When Senate Democrats meet to shape their agenda, it helps real estate to have some moderate voices in the room. Democrats representing Long Island and upstate typically fit that bill. One Democratic consultant said that’s why it made little sense for police unions — upset about bail reform — to run attack ads against Nassau and Suffolk Democrats this year.

“If the PBA wins, all they did was take out the people they could actually talk to,” the consultant said, referring to the Patrolmen’s Benevolent Association.

The real estate industry understands that: It supports moderate Senate Democrats. But the PBA’s ads highlighted the danger for the majority conference when their suburban members are forced to take public positions on issues such as bail reform that challengers can use against them.
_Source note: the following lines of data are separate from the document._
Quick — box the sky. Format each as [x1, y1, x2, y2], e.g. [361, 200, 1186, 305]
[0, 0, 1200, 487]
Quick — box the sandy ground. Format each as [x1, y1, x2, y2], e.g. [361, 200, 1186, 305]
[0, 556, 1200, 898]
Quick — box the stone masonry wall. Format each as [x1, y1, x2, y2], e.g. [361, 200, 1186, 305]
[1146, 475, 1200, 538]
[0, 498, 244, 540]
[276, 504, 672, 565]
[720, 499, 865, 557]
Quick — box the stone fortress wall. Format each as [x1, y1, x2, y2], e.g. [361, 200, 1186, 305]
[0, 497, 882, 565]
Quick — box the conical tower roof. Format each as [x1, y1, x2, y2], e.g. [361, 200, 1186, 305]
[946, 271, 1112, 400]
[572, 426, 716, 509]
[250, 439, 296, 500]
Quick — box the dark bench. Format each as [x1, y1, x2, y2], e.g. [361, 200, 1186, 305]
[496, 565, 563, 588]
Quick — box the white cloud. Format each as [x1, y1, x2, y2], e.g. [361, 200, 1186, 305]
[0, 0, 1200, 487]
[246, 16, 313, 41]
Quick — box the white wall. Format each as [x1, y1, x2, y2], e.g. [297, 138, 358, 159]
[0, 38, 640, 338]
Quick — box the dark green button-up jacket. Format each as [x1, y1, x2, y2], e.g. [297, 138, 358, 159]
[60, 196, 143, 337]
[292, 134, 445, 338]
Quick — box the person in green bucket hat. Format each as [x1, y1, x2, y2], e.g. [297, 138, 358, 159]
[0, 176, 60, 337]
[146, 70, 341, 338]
“A lot of the electioneering in these contested races, in the Hudson Valley and Long Island, centered on votes these candidates took that were seen as out of the mainstream for their districts,” noted one real estate industry source.
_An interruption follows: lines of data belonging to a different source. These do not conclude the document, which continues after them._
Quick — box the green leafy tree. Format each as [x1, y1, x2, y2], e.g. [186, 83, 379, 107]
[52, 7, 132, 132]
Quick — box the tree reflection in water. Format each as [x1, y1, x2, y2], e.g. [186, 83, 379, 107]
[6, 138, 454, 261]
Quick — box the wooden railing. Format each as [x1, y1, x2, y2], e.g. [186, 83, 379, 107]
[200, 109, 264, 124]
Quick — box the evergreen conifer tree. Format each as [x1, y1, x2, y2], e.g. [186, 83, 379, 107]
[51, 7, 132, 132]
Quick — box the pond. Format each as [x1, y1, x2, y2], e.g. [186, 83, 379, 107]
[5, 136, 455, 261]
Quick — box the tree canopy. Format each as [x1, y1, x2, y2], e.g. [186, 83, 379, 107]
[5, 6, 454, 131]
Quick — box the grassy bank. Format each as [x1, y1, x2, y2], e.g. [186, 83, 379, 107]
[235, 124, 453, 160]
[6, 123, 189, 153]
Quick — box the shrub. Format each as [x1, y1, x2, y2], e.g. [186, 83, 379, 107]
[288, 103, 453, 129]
To protect those members, Sen. Majority Leader Andrea Stewart-Cousins might bottle up the “good cause eviction” bill, which would essentially impose rent control statewide.

“The thrashing that Democrats took on Long Island will mean there’s going to be a little more pressure on Andrea to hold the line on some stuff,” the strategist said. “There will be more pressure on Andrea to cater to the centrists.”

That will upset some city members of her conference, but as the strategist noted, “They’re probably not going to coup Andrea.” Stewart-Cousins shattered a glass ceiling as Albany’s first female, Black majority leader and has strong relationships with key members of her conference, the source explained.

On the Assembly side, newly elected socialists and progressives are expected to band together. “They’re going to form their own caucus and they’re going to wreak havoc,” the strategist predicted. “While they’ve struggled in the Senate, they’re going to be emergent in the Assembly in a big way.”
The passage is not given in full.